The Question Of Emergent Behavior
The LBM has also shown what the source describes as basic emergent behavior. When Atlas drops an item, it can bend down and pick it up, displaying a recovery skill it was not specifically trained to perform.
This is the part that makes the work feel connected to the broader arc of artificial intelligence. Large language models (LLMs), trained on large amounts of text data, have sometimes shown unexpected abilities, including the ability to code. Roboticists hope a similar approach could lead to machines that discover useful new skills while trying to complete real-world tasks.
Tedrake says Atlas and other robots are beginning to show signs of more generalized learning. His lab is also testing different kinds of robot arms trained on tasks such as slicing vegetables and sweeping up spilled coffee beans.
He argues that the evidence so far points in the same direction as the approaches used for LLMs. “I think it's changing everything,” he says.
Why Robot Videos Need Careful Reading
Progress in robotics can be hard to judge from short clips alone. Videos of commercial humanoids may show robots loading refrigerators or taking out the trash with apparent ease. But the source notes that such clips can be misleading.
Humanoid robots are often teleoperated, programmed in advance, or trained for one task in controlled conditions. That does not make the demonstrations meaningless, but it does mean viewers should ask what is being shown, what was trained, and how reliably the system works outside the clip.
Ken Goldberg, a roboticist at UC Berkeley who receives some funding from TRI but was not involved with the Atlas work, calls the new work meaningful. “It's definitely a step forward,” he says. “The coordination of legs and arms is a big deal.”
Goldberg also urges caution around the word emergent. As with large language models, surprising behavior can sometimes be traced back to examples that appeared in training data. In robotics, a skill may look more novel than it really is unless researchers explain how often the robot succeeds and how it fails during experiments.
TRI has previously been transparent with its work on LBMs, and the source says it may release more data on the new model. That kind of detail would help separate impressive demonstrations from durable progress.
What Comes Next For General Robot Learning
The larger open question is whether simply increasing the data used to train robot models will unlock more emergent behavior. At a debate held in May at the International Conference on Robotics and Automation in Atlanta, Goldberg and others cautioned that engineering methods will also remain important.

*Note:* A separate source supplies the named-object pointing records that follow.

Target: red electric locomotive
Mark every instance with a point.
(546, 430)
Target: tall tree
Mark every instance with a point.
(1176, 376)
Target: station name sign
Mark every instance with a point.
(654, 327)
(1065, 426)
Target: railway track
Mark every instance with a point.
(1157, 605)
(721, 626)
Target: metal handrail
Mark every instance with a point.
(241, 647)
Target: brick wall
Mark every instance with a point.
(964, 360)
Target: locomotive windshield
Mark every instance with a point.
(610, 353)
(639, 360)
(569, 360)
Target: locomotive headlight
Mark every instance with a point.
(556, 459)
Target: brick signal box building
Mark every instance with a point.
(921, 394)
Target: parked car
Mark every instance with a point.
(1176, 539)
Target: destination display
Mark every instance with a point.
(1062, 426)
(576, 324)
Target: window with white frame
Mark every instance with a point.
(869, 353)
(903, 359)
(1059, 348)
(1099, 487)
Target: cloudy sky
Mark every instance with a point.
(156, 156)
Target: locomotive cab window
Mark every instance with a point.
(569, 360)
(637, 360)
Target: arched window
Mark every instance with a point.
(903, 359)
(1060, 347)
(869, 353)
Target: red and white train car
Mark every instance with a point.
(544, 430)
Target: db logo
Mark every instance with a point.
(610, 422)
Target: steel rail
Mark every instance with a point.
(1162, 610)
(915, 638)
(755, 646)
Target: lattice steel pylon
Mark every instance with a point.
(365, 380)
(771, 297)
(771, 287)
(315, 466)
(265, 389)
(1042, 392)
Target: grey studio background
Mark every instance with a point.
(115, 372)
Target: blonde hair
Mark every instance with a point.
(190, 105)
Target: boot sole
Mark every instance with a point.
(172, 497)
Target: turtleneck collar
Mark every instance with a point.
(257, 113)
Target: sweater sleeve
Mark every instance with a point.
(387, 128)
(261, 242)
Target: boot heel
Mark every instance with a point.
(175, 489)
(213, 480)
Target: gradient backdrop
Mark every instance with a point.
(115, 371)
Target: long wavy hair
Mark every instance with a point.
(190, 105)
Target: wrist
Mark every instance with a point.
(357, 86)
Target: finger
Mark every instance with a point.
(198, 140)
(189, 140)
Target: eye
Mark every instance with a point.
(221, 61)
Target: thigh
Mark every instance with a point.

Still, the Atlas work suggests a possible path toward robots that learn in a broader way. If models can connect vision, body awareness, language prompts, and examples of action, future robots may need less narrow retraining for each new task.
The source points to a long-term possibility: robots that can work in messy environments and quickly learn new skills, from welding pipes to making espressos. That is not presented as something already solved. It is the direction researchers are watching as humanoid robots and other machines move closer to real-world use.
Tedrake believes robotics is approaching a turning point. “I think we need to put these robots out of the world and start doing real work,” he says.